院里凉风飒飒,门外的付远之不知等了多久,终于,门“吱呀”一声开了,他急忙转过身,一句“小苏姑娘”还来不及唤出口时,人已经愣住了——
长阳斑驳洒下,少女一身杏黄色长裙,身姿纤秀娉婷,长发如云散下,遮住了那大块红色的胎记,隐隐约约间只露出白皙秀美的半边脸,一双眼眸水光潋滟,在春风中说不出的清丽动人。
杏花清影,缱绻入梦,隽秀得像极了经年旧事中的一道身影。
付远之整个人都呆住了,久久未动,恍惚间,竟不知不觉呢喃出了一声:“阿隽。”
苏萤身子一颤,微微抬头,对上付远之失神的目光,有些没听清他说了些什么,正犹疑着想要开口问一问时,那张俊秀的面容却已经反应过来,一瞬间又恢复了往日一贯的淡然从容。
方才那片刻的失神,仿佛只是她的错觉一般。
付远之扬起唇角,对着苏萤笑了笑:“原来你急急忙忙跑回来,就是为了换身衣裳,我还以为你伤到哪里了呢,看你一直按着肩头不放……”

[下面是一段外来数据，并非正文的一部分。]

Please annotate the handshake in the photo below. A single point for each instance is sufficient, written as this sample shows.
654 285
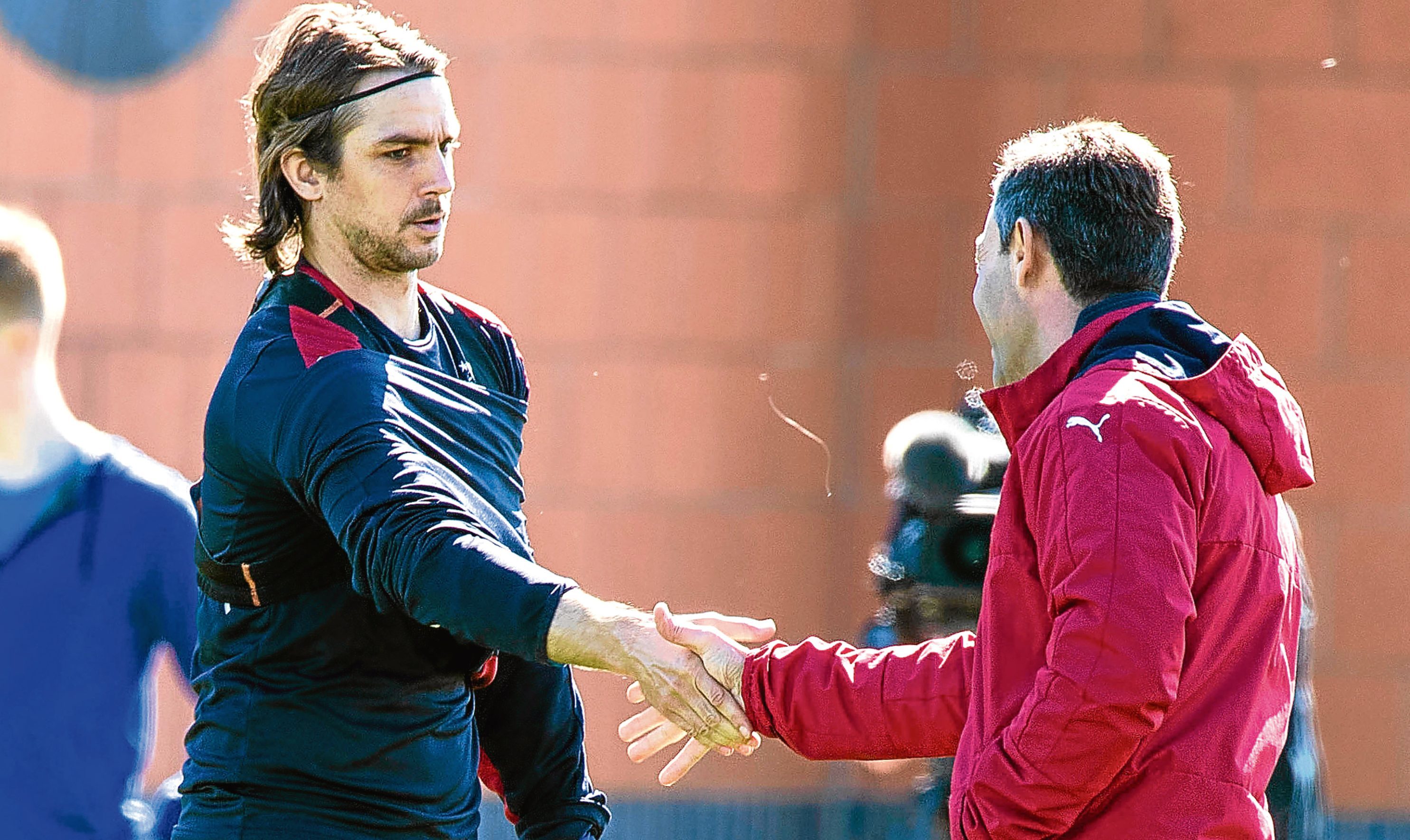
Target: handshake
688 669
717 642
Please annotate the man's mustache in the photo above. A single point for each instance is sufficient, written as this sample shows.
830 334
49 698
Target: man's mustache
426 210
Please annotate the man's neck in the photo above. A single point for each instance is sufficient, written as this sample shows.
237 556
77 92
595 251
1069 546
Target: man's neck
1051 330
37 438
390 297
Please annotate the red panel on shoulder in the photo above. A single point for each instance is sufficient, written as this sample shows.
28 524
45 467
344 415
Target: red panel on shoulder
328 284
490 777
319 337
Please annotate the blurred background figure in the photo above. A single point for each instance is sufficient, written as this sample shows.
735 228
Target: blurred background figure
95 573
944 471
666 199
1296 795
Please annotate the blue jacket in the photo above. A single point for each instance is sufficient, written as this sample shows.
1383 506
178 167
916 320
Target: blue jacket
99 580
363 554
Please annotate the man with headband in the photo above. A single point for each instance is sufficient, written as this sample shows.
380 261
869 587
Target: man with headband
374 629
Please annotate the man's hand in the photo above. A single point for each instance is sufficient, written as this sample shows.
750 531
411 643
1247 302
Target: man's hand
715 639
592 633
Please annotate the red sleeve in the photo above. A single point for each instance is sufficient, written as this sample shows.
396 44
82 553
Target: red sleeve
1114 526
834 701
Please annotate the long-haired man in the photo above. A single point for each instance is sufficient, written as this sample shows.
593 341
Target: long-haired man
374 629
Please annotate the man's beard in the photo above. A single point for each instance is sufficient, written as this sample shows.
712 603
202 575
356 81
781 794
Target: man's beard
387 254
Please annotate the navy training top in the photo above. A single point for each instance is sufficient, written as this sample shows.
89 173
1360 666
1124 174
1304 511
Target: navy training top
98 580
345 708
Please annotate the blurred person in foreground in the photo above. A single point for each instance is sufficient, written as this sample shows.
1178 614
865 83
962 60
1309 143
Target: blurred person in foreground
1133 670
373 629
95 574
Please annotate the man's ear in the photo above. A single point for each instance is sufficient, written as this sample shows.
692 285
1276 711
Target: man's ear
302 177
1028 253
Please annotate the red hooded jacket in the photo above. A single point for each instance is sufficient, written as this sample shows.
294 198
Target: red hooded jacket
1133 670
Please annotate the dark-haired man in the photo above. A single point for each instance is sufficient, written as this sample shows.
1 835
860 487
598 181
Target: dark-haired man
1133 670
374 629
95 573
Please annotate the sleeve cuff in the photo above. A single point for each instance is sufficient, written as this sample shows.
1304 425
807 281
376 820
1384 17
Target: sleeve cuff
752 688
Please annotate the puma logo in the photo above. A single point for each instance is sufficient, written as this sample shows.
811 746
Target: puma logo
1095 428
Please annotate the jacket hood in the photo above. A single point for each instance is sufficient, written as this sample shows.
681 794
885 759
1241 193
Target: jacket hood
1226 378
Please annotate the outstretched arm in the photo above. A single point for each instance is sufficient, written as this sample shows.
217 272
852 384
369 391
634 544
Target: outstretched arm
834 701
531 737
828 701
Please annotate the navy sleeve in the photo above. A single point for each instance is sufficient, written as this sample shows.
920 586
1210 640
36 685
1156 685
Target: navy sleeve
406 523
531 730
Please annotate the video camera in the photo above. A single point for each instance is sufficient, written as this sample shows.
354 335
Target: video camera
944 477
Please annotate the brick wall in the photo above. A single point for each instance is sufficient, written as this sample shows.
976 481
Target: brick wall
667 199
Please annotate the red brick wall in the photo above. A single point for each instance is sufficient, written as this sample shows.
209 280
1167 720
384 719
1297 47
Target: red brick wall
667 199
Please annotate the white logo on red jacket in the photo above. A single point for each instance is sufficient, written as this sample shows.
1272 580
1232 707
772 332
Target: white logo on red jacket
1095 428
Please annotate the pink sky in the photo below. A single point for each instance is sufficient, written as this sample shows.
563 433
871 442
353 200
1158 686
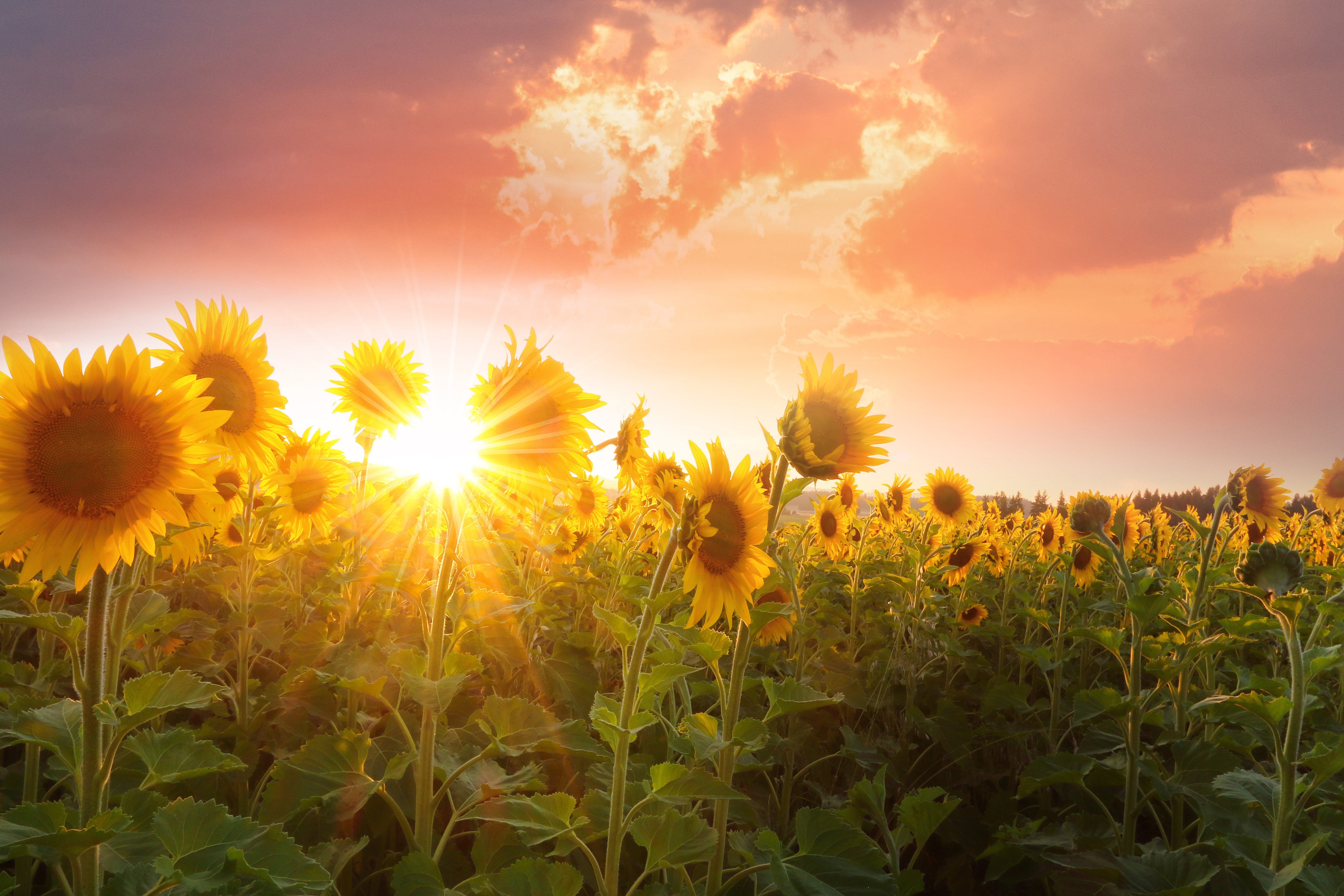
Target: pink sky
1066 245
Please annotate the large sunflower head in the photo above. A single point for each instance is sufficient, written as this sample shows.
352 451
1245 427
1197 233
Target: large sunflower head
728 563
948 498
93 459
532 414
588 503
1257 495
1330 488
311 495
831 524
823 432
632 448
381 387
225 347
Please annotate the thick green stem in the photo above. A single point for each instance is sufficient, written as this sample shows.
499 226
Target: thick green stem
630 698
91 730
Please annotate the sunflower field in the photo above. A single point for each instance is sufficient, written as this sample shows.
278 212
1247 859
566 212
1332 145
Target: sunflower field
237 661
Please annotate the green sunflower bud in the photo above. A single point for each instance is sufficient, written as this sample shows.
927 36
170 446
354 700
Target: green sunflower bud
1276 567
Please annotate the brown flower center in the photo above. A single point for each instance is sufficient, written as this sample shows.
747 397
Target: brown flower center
232 389
828 432
91 460
721 551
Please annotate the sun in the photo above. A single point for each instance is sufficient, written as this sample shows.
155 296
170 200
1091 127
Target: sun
439 448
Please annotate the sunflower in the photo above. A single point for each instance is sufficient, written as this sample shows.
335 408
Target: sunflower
311 444
1330 490
1257 495
849 496
828 523
632 444
972 616
588 503
92 457
962 558
381 387
777 629
310 496
948 498
533 426
823 432
224 347
1085 566
726 563
1050 534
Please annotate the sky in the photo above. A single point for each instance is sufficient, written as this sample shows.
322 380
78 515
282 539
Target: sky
1065 245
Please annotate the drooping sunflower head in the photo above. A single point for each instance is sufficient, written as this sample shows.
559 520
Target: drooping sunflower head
225 347
948 498
1257 495
93 459
1085 566
974 616
312 495
777 629
1330 490
532 414
632 448
588 503
963 555
831 527
379 386
726 562
823 432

苏萤呼吸一窒,心弦陡然绷住,所幸,付远之很快就将目光放在了她的长裙上,笑道:“你这身新衣裳真好看,是上回我同你说过后,你特意去挑选的吗?”
答案太过明显,苏萤脸上一红,手心紧张地捏住了衣裳,在付远之的注视下,到底点了点头。
付远之脸上的笑意于是更深了,由衷赞叹道:“真的很美,很适合你,就像我上回说的一样,跟这无边春光一样美好,明丽粲然,清隽动人,你这样好的年纪,就应当多穿一些这样的衣裳,也要多笑一笑,我说的对吗,小苏姑娘?”
苏萤怔怔望着付远之,长睫颤动着,几乎不敢相信自己的耳朵,他说她……美好?说她清隽动人?
她,她真的有资格得到他这样的评价吗?
心绪正激荡间,耳边又传来了那个温雅的声音:“还有总是欺负你的那个粗鄙家伙,我已经将他赶出仁安堂了,以后你都不会再见到他了,我也会跟你们卓老板打好招呼,这里不会再有人欺你辱你,你就安安心心做事,不用再畏畏缩缩,害怕任何人了。”
温柔的气息笼罩住苏萤全身上下,春风拂过她的长发裙角,她一双漆黑的眼眸,定定望着身前那道清俊身影,不敢置信,如在梦中一般。
好像有一只手,拉着她在飞速下坠,她根本无法抵抗,只能苦苦求饶——
求他,求求他,不要再对她这么好了,不要再为她着想,不要再温柔地唤她,不要再让她……让她深陷下去了。
可心底又有另外一个声音,在拼命蛊惑觅诱着她,叫她不顾一切地贴近这温暖,痴痴贪婪地抓住,不要错过一点一滴。
她仰着头,一双眸中映出他清俊温雅的身影,天地静谧,仿佛只剩下他们两人一般。
她从没有这么祈求上苍过,希望让时间永远停留在这一刻。